Stepping it up

Wednesday, June 15, 2011

The TrekDesk is the perfect gift for the breadwinner (and bread eater) in your life if you are running a little short on cash and are looking for something that will be immediately returned. It's a portable work station (desk, shelves, laptop accouterments) that you set up over your treadmill. That assumes you have a treadmill; otherwise, you can just use your TrekDesk for a storage area like you do with your pool table or as a rack for old clothing like your exercise bike. Oh, and it also assumes you have a job. You can see why sales have been slow the last few years.

Once in place, the TrekDesk allows you to exercise as you conduct business whether at home or the office. The manufacturer suggests you can email, talk on the phone and surf the net, all the time your legs are in a constant frenzy. This is not a novel concept. The idea of getting nowhere at work has been around for centuries.

Scientists proved the value of this product by injecting mice with fat molecules which were more easily metabolized by the rodents when they were walking than when they were sitting. This created quite a stir in the laboratory because no one had ever seen a mouse sitting.

How much weight you lose depends on a number of factors. For example, people who put Evian water or sharpened pencils in the cup holder seemed to fare better than those who used it for ranch dressing to dip their Chicken McNuggets.

On the desk's website, we learn that our bodies evolved millions of years ago to walk 30-35 miles a day in search of food. Then the wheel was invented, followed by the dining room table. Next came the chaise lounge, the golf cart and finally the TV remote. That's pretty much how we all ended up in pants with elastic waistbands.

The company site is also replete with customer comments and questions.

Dear TrekDesk,

I don't like to read while moving. Reading in the car has always made me a little nauseous. I also seem to run a lot of red lights.

Dear TrekDesk,

I am concerned about using your product at the office. I overheard my boss tell someone that in the three years I've been working there, I still haven't broken a sweat. I'd hate to end that perfect record.

But here's my favorite...

Dear Trek Disk,

I a m typ emg this e mail whike wakkin g on my treadm ill. I thnk y ou ha ve a great prdu ct. Tanks.

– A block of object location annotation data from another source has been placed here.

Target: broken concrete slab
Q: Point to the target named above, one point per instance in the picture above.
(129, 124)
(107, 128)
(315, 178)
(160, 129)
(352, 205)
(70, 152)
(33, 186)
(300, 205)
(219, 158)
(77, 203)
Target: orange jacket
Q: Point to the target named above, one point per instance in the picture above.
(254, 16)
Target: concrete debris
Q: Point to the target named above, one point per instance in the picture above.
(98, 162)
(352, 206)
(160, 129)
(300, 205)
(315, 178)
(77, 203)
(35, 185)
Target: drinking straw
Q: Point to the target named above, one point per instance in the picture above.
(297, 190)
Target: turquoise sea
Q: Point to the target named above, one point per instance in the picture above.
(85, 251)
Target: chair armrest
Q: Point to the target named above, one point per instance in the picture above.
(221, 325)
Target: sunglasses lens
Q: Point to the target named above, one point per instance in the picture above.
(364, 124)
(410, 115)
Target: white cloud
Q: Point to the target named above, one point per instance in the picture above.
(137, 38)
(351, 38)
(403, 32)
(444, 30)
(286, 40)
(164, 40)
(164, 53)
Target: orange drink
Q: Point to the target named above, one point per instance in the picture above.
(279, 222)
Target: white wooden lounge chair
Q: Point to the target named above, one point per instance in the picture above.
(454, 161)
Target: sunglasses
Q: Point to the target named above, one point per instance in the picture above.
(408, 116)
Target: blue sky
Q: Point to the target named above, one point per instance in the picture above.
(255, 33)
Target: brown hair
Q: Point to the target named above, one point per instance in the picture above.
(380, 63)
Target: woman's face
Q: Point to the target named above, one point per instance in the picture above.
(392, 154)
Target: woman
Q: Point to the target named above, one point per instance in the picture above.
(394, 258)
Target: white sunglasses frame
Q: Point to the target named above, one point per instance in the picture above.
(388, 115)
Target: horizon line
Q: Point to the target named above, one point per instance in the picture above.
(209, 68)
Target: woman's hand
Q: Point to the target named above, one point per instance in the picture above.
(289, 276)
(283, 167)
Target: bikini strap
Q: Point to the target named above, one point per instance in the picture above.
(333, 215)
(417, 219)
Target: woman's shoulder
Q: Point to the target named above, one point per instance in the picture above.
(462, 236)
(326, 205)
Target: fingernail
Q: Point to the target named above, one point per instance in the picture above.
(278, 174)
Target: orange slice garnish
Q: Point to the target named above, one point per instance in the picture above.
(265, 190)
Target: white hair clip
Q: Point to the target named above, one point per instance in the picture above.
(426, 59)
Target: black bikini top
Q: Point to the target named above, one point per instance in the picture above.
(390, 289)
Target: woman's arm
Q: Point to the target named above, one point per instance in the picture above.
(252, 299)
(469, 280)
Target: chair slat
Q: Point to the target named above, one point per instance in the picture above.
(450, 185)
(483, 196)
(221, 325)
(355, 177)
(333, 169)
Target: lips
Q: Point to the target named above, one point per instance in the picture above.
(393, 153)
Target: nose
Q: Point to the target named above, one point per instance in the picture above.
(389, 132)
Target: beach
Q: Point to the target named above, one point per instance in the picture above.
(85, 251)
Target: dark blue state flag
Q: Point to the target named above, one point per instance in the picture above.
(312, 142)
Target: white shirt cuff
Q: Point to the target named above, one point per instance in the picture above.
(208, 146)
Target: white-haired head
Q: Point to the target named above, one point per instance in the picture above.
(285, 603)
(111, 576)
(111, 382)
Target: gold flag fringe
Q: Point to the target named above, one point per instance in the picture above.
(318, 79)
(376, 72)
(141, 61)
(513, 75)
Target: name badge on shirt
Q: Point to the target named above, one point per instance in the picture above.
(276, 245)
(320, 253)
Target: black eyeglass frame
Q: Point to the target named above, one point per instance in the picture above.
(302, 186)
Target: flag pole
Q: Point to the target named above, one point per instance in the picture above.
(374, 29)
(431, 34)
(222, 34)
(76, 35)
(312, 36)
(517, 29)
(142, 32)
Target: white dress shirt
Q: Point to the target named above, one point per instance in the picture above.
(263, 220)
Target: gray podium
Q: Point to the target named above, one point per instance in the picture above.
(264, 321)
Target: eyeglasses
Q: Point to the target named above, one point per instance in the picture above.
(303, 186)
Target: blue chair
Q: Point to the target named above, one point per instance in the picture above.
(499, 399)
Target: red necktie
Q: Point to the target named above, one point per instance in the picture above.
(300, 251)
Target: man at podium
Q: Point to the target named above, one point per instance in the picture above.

Not a walker? Don't despair. Some data suggests it may be possible to lose weight in ways not traditionally thou-ght of, such as "working out." Walking on that treadmill is fine, of course, but people who fidget in their chairs, for example, are considered to be in an alternative weight-loss program.

When I heard this I wanted to know more. How about my leg shaking up and down at dinner; my constant head scratching, or my inappropriate facial expressions? Would those count as exercises? I always turn my head when a pretty girl walks down the street. With 50 years' experience post-puberty, I must have lost a few pounds just doing that.

Of course, the bottom line is that walking may still be the best exercise. But instead of spending $495.00 for a TrekDesk, I put my treadmill next to the dining room table, set the ramp speed on high and jogged as I feasted on a cheeseburger and fries. I was in the mood for fast food.